More information about env given by the link above.
-
/models
: Folder containing trained models with differnet hyper-parameters. -
/runs
: Folder created to visualize training process with Tensorboard -
/params
: Folder holding hyper-parameters of the models. -
/src
: Main folder with python code for training and visualizing. -
/videos
: Result of model training, saved as video of agent's work process.
To install and use this project, clone the repository into desired folder:
cd /<your-folder>
git clone https://github.com/NOTMOVETON/RobotProgramming_2.git
Аfter installation you can use the project via a docker container or by creating python virtual environment.
- Install docker-engine: Docker Engine.
- Install docker-compose-plugin: Docker Compose.
- If you want to use graphics card (NVIDIA ONLY) usage install nvidia-container-toolkit: Nvidia Container Toolkit
- Add docker user to your group:
sudo groupadd docker
sudo usermod -aG docker $USER
newgrp docker
- Create a few terminals (VSCode is welcome to work with docker).
- Go to project directory:
cd /<your-folder>/RobotProgramming_2
- Build docker image:
docker build -t racing_car_rl .
- Visuals. After complete building give the rights to connect the root user to the host display:
xhost +local:docker
- Launch container. RECOMMENDED: if you want to use nvidia graphics card:
docker compose -f docker-compose.nvidia.yml up
or using only CPU:
docker compose -f docker-compose.yml up
After that you should see similar result:
[+] Running 1/1
✔ Container py_rl
Recreated 0.9s
Attaching to py_rl
- Get into container via terminal in a new terminal session(in same working directory). (opens container's new bash session)
docker exec -it py_rl /bin/bash
After this step docker container is ready to work and you can go to usage section.
In docker container project lays in /RacingCarRL
directory, so all of actions should be executed in this folder.
Other way to use the project is by creating virtual environment with requiered modules. Detailed guide on the deployment and functions of the virtual environment can be found at the link
Follow below steps to create venv and install necessary python packages:
- Create venv:
python -m venv /<path-to-your-venv>
- Log in to the virtual environment:
source /<path-to-your-venv>/bin/activate
- Install necessary modules:
pip install -r /<your-folder>/RobotProgramming_2/requirements.txt
Venv now ready to work and you can go to usage section.
- Setup params files in
/params
directory.
model.yaml
contain general hyperparameters for algorithm (learning rate etc.) (list of parameters not full, because different algorithms takes different arguments and hyperparameters)train.yaml
contain parameters formodel.learn()
method and folder for saving trained models.

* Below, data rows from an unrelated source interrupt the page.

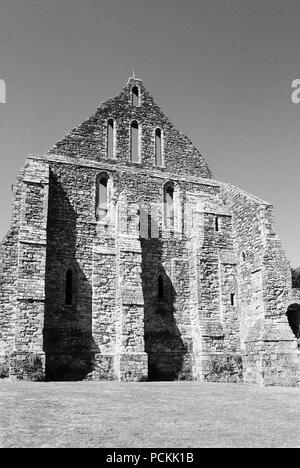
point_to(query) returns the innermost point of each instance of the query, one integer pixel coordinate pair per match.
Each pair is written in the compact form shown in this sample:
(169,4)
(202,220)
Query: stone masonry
(141,266)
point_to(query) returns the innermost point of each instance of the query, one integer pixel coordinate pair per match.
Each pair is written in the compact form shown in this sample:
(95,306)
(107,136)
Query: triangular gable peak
(130,129)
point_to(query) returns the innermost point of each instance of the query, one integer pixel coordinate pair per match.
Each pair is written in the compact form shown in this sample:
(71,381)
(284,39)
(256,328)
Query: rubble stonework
(203,298)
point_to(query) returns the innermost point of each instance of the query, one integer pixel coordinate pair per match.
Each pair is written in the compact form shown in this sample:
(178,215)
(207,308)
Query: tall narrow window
(217,224)
(158,147)
(101,197)
(160,287)
(169,205)
(232,299)
(110,139)
(134,142)
(149,225)
(135,96)
(69,287)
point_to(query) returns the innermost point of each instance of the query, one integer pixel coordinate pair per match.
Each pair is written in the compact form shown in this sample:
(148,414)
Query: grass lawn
(150,414)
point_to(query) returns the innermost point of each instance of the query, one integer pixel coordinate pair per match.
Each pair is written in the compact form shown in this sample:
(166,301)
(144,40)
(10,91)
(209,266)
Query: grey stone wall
(205,299)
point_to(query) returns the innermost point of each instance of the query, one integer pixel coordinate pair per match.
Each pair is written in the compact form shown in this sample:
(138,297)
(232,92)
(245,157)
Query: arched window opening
(110,143)
(160,287)
(293,314)
(134,142)
(149,226)
(69,287)
(158,147)
(169,205)
(135,96)
(217,224)
(101,197)
(232,299)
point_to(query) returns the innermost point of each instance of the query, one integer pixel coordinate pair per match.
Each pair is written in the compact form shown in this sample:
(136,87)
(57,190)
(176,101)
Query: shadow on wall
(68,341)
(163,340)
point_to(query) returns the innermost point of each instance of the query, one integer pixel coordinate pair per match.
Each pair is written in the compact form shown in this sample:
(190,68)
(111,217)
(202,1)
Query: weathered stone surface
(204,297)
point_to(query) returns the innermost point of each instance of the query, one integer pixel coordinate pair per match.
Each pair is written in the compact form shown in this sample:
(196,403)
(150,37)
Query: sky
(220,69)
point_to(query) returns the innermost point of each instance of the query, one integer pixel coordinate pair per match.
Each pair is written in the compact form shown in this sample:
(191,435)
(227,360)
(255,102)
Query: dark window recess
(160,287)
(69,287)
(101,198)
(232,299)
(135,96)
(134,142)
(158,147)
(110,139)
(169,206)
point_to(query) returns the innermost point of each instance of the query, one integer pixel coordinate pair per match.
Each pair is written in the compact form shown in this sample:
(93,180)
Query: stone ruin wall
(118,327)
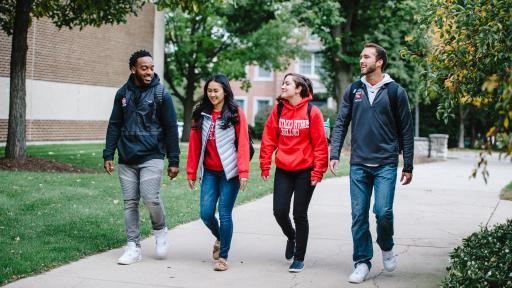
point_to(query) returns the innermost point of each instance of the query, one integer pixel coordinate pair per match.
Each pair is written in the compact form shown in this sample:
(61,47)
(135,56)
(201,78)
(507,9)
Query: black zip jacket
(374,132)
(140,128)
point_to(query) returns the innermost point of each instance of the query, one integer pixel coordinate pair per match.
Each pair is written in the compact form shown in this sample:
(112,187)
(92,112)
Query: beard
(140,79)
(369,69)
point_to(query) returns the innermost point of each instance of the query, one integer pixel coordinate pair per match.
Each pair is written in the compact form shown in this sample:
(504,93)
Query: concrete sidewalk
(432,215)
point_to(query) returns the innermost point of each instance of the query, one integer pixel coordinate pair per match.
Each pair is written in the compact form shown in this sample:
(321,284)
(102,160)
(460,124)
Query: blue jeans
(382,180)
(215,187)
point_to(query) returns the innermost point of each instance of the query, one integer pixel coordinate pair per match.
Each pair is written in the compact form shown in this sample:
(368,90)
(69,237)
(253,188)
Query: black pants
(286,184)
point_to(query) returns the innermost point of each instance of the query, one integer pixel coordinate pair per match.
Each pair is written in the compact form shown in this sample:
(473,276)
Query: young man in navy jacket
(378,109)
(143,128)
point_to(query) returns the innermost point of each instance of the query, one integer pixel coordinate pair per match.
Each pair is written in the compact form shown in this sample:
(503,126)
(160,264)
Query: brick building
(72,75)
(266,85)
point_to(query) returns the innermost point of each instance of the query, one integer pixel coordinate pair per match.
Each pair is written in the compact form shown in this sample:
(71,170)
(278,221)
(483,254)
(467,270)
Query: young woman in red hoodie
(301,160)
(219,149)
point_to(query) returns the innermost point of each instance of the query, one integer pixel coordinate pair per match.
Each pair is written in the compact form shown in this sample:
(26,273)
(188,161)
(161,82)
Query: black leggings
(287,183)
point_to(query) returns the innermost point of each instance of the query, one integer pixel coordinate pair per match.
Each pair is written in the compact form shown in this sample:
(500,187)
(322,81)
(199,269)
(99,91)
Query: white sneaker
(131,254)
(389,260)
(161,243)
(359,273)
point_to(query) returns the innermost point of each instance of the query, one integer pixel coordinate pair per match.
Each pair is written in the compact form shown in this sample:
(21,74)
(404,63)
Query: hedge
(483,260)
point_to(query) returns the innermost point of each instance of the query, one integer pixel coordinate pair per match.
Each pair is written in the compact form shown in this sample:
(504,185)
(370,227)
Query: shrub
(483,260)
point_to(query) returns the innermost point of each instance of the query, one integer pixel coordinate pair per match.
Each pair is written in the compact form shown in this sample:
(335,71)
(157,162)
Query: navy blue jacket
(141,128)
(374,132)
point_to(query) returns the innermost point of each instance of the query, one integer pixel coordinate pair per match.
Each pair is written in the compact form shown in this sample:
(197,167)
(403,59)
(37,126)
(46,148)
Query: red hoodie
(300,144)
(242,134)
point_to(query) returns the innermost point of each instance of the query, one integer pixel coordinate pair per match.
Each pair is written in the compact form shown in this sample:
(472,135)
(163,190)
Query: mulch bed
(40,165)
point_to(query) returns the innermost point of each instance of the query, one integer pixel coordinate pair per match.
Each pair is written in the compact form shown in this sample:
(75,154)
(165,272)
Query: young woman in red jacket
(301,160)
(219,149)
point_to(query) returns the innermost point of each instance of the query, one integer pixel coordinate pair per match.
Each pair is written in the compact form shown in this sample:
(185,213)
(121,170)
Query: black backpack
(393,102)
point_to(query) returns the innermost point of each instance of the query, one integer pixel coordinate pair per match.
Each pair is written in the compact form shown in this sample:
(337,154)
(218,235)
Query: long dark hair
(229,113)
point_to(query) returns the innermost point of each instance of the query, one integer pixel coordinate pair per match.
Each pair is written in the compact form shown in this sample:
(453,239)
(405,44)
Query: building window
(262,74)
(311,65)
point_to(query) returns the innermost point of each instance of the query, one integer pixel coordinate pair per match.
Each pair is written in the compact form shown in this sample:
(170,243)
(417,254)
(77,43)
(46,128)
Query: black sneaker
(296,266)
(290,250)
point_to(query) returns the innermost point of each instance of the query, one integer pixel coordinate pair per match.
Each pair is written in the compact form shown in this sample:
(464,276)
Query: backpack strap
(353,88)
(280,106)
(159,93)
(158,99)
(393,103)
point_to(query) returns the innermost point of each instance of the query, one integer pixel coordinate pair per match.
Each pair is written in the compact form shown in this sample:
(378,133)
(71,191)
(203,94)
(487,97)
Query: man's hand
(109,166)
(172,172)
(333,166)
(192,184)
(406,178)
(243,183)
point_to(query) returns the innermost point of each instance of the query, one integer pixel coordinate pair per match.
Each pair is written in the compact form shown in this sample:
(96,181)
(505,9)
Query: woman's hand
(192,184)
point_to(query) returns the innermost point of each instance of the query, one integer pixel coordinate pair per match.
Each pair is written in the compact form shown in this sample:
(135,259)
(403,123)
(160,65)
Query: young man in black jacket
(143,128)
(381,127)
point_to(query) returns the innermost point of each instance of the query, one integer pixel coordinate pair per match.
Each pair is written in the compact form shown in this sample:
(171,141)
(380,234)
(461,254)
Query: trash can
(438,146)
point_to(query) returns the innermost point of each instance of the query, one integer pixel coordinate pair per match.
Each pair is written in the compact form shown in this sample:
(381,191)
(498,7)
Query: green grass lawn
(49,219)
(506,192)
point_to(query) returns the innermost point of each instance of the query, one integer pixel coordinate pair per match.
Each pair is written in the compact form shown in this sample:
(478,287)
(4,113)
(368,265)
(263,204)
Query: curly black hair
(138,54)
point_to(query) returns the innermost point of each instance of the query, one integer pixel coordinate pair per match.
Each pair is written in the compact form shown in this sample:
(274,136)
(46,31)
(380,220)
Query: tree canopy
(470,58)
(225,38)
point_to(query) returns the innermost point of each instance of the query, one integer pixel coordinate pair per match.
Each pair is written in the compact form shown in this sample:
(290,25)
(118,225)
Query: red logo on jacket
(359,95)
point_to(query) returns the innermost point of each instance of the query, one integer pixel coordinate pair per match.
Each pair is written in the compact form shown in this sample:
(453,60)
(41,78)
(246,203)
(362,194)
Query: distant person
(143,128)
(381,125)
(219,149)
(295,129)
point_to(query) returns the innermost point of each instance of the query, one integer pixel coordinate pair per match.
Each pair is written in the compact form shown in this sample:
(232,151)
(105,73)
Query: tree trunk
(16,141)
(461,126)
(188,108)
(417,119)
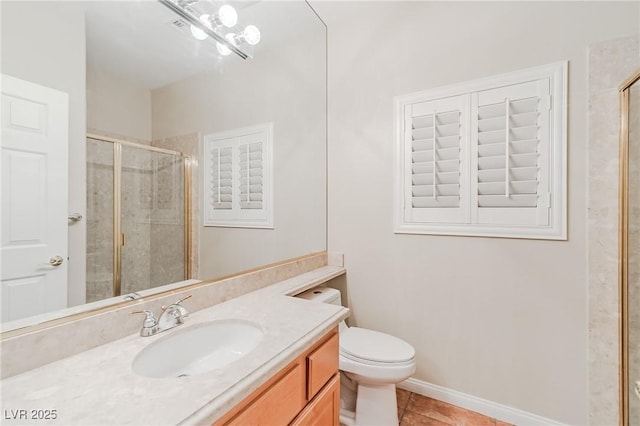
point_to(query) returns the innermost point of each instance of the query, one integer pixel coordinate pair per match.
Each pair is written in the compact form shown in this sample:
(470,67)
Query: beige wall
(44,43)
(116,108)
(500,319)
(611,63)
(283,85)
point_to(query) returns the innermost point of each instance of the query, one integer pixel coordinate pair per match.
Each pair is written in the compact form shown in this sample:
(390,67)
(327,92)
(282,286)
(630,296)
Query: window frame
(557,227)
(237,217)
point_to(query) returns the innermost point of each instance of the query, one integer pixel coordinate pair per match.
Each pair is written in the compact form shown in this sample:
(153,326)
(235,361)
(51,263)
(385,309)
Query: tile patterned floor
(418,410)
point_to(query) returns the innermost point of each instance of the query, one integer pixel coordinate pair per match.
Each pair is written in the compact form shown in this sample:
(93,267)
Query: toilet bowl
(372,363)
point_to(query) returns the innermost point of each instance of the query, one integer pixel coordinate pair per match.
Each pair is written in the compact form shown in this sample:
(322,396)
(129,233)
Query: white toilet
(372,363)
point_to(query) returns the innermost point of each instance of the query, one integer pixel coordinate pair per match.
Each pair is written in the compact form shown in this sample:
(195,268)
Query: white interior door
(34,199)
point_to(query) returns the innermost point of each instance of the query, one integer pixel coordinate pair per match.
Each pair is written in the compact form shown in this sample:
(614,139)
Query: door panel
(34,198)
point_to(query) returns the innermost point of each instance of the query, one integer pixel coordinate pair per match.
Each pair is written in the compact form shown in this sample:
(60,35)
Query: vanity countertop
(98,386)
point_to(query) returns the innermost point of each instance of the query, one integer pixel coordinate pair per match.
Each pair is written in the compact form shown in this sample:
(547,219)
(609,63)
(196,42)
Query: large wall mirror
(630,251)
(107,107)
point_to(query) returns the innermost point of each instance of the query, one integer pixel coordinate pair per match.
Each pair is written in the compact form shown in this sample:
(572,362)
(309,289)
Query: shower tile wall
(152,219)
(167,221)
(190,145)
(634,252)
(136,205)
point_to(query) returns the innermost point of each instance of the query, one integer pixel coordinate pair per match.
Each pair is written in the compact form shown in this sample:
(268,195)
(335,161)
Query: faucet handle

More information could be found hereeval.yaml
contain parameters for evaluating model, such as folders for videos etc.
- Start training/evaluating models with command below:
python car_goes_brr.py -a=<action>
, where argument action
can take following values: train
, evaluate_human
and evaluate_record
.
While executing given action programm takes parameters from params file.
-
(OPTIONAL) Launch
Tensorboard
by going tohttp://localhost:6006
or simply use VSCode extension(RECOMMENDED). During the training process, you can observe graphs of the average length of an episode and the average reward per episode via tensorboard. -
(OPTIONAL) Use different algorithms. Via
model.yaml
you can choose algorithm for solving current task.
To verify different approaches we conducted experiments with 3 different algorithms: PPO, SAC, A2C, and different hyperparameters for each. All of used algorithms are very different and detailed analysis on each one of them would consume too much time. For this reason, theoretical information and analysis of algorithms can be found at the link. (if necessary, they can be described in more detail at the face-to-face defense).
In general, PPO showed himself the best of all among A2C, PPO, DQN. Average reward after 1000 episodes of training(1000 timesteps each, 1_000_000 total) for PPO is 751, A2C- 434, DQN - 117. The reward is -0.1 every frame and +1000/N for every track tile visited, where N is the total number of tiles visited in the track. For example, if you have finished in 732 frames, your reward is 1000 - 0.1*732 = 926.8 points, so the maximum reward is tend to 1000.
More detailed results will be shown in face2face defense of the project.